When Compute schedules maintenance for your virtual machine (VM), it assigns a *reason code* that describes why the maintenance was triggered. After you identify the reason, [stop and start your VM](/compute/virtual-machines/stop-start#how-to-stop-and-start-compute-virtual-machines) to prepare it for maintenance. The reason code helps you assess the severity of the error and decide whether additional action is needed.

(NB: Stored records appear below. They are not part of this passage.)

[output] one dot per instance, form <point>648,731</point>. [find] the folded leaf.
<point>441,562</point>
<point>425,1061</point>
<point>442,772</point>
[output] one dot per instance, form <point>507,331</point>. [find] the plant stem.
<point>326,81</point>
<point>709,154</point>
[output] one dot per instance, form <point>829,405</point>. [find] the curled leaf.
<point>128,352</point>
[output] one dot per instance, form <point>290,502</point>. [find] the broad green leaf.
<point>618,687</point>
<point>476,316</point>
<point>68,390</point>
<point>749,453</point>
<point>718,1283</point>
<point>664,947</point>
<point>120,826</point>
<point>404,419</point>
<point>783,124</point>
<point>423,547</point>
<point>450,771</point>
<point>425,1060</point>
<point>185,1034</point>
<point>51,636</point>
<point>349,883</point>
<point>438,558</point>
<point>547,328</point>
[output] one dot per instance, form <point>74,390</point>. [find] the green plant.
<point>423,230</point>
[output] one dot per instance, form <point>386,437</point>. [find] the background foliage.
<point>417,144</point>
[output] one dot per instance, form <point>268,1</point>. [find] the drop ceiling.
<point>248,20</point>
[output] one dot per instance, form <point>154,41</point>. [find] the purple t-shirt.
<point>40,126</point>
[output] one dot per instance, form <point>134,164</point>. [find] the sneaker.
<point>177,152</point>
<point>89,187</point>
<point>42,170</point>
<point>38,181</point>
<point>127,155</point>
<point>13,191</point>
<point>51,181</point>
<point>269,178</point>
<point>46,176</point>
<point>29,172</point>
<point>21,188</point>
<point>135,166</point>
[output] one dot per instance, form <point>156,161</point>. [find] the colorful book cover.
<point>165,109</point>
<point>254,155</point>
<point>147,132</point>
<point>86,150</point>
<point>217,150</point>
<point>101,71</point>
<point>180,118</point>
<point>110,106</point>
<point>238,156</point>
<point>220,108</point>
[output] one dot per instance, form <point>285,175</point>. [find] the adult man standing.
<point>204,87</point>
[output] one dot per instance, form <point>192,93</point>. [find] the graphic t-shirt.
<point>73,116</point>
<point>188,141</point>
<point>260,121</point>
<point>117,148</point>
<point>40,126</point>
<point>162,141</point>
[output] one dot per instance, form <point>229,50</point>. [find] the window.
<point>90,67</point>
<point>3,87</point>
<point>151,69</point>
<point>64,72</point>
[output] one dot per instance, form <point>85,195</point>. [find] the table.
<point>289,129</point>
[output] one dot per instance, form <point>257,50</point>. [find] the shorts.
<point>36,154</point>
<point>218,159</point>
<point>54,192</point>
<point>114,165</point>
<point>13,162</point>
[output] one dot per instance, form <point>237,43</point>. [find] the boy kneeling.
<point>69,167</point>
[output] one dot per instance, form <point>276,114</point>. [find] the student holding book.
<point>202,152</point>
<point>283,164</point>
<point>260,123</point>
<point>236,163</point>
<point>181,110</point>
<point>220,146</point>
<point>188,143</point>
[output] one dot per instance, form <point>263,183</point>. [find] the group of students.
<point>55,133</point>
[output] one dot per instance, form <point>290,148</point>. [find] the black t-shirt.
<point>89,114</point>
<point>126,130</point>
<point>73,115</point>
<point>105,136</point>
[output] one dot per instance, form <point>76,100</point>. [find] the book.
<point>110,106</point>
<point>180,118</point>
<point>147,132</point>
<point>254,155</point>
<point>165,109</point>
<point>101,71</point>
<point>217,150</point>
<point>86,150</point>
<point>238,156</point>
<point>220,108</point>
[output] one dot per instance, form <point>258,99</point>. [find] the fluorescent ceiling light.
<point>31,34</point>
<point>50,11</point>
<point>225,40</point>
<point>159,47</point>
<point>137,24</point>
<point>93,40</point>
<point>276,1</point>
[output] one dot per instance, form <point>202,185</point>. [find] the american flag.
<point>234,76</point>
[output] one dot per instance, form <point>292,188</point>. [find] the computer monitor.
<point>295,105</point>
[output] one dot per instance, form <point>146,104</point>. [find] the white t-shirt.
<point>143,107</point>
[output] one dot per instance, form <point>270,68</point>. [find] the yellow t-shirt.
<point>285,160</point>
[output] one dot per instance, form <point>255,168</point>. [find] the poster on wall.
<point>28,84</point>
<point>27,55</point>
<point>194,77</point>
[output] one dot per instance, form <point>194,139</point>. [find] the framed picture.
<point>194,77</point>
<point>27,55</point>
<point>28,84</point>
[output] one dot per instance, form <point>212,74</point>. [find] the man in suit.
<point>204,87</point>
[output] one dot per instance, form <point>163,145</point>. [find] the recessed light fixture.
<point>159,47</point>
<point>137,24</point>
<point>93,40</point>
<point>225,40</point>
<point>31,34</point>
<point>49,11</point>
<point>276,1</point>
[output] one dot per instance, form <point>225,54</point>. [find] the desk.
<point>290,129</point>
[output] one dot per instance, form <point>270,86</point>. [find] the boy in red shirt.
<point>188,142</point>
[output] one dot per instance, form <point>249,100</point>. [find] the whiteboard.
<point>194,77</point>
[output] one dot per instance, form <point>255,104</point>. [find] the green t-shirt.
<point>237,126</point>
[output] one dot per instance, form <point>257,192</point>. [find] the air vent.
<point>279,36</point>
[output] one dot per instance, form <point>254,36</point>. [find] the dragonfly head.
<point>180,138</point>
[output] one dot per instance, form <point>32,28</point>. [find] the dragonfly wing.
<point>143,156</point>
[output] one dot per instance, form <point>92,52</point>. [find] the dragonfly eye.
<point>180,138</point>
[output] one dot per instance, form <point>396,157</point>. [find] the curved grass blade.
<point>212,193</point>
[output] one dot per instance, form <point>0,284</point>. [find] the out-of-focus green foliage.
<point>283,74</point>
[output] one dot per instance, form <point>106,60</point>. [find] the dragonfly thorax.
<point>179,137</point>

## How to identify the reason code for a maintenance event

You can view the reason code for maintenance events by:

* Checking the maintenance notification banner in the [web console](https://console.nebius.com/);
* Using the [Nebius AI Cloud CLI](/cli/) to list all active maintenance events scheduled for resources in a project.

Run the following command, and specify your [project ID](/iam/manage-projects#how-to-get-a-project-id).

```bash theme={null}
nebius compute maintenance list-active --parent-id <project_ID>
```

The output contains a list of all maintenance events that are scheduled for resources in the project you specified.

## Reason codes

Maintenance events can be triggered by GPU, InfiniBand™ or node-level errors. The tables below show the reason codes that map to different types of errors.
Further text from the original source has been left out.